# Repurposed planer into veneer press



## difalkner (Nov 27, 2011)

I don't know if this should go here or in tools...

Well, I posted the other day that my 20 year old DeWalt 733 planer died and that I would probably repurpose it into a veneer press. That is now complete.

I tried to post a photo but it failed, so here's the 'making of' video - 





Enjoy!
David


----------



## bargoon (Apr 20, 2016)

Pretty innovative David. Have you had a chance to test it out yet?


----------



## difalkner (Nov 27, 2011)

Thanks! Not yet but soon I'll have a task this will fit.
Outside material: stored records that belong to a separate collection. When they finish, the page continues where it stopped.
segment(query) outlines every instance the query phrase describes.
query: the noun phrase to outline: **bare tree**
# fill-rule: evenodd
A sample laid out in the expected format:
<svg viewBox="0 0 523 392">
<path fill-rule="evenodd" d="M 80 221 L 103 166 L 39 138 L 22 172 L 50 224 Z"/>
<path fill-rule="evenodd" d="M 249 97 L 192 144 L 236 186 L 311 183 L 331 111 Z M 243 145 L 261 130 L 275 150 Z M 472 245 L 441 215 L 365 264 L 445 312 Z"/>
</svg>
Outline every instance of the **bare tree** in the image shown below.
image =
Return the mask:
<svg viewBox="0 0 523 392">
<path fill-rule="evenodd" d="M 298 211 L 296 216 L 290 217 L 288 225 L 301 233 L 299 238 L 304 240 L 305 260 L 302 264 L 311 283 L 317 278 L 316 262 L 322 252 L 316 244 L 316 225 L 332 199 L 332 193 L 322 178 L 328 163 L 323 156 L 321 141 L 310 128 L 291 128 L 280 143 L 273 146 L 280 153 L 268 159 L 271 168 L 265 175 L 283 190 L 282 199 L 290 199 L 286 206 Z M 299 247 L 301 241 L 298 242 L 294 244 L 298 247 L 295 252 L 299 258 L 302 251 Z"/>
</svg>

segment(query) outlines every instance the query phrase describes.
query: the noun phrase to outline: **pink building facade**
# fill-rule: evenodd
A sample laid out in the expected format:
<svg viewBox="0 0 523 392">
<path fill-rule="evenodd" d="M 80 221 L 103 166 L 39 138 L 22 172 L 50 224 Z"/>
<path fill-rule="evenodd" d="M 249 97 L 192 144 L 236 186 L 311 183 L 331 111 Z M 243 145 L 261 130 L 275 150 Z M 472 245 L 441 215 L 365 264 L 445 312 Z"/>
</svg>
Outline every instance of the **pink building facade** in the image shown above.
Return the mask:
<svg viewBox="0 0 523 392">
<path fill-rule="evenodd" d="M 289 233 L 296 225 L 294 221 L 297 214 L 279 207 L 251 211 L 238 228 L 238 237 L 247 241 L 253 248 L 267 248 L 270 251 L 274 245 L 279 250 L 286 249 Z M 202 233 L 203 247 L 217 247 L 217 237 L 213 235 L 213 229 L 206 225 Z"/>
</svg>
Biggest problem is where to put it; I'm out of space.

David


----------



## allpurpose (Mar 24, 2016)

Pretty darn nifty Dave.. Unfortunately you got the theme song from the Jetsons stuck in my head thinking about that word sprockets from Spacely Sprockets.. ...'His boy Elroy.....'
I hope it works much better than in your wildest dreams. 
I had intended to make a long bench vise contraption with leftover parts from something I found in a dumpster awhile back until I put leverage on it which in turn twisted it and bent it in a not so usable form and so it somehow found its way back into that same dumpster.. Wasn't quite as hefty as I originally envisioned..something wasn't quite thought through and I failed to support the threaded rod properly..


----------



## Catpower (Jan 11, 2016)

Pretty neat, I need to find a broken one, now building segmented bowls I use a 55 lb anvil to weigh the glue joints down, everything has held together so far but in my older age, I have lost my strength and it would be easier to crank down on the planer frame and still keep all the segments where I want them, they tend to slide when setting down (dropping) the anvil


----------



## gmercer_48083 (Apr 9, 2016)

What a great way of re purposing! I would suggest adding a memory foam floor mat on the veneer to provide total contact pressure against the veneer in case the plattens are not perfectly parallel, so the pressure presses evenly across the surfaces.


----------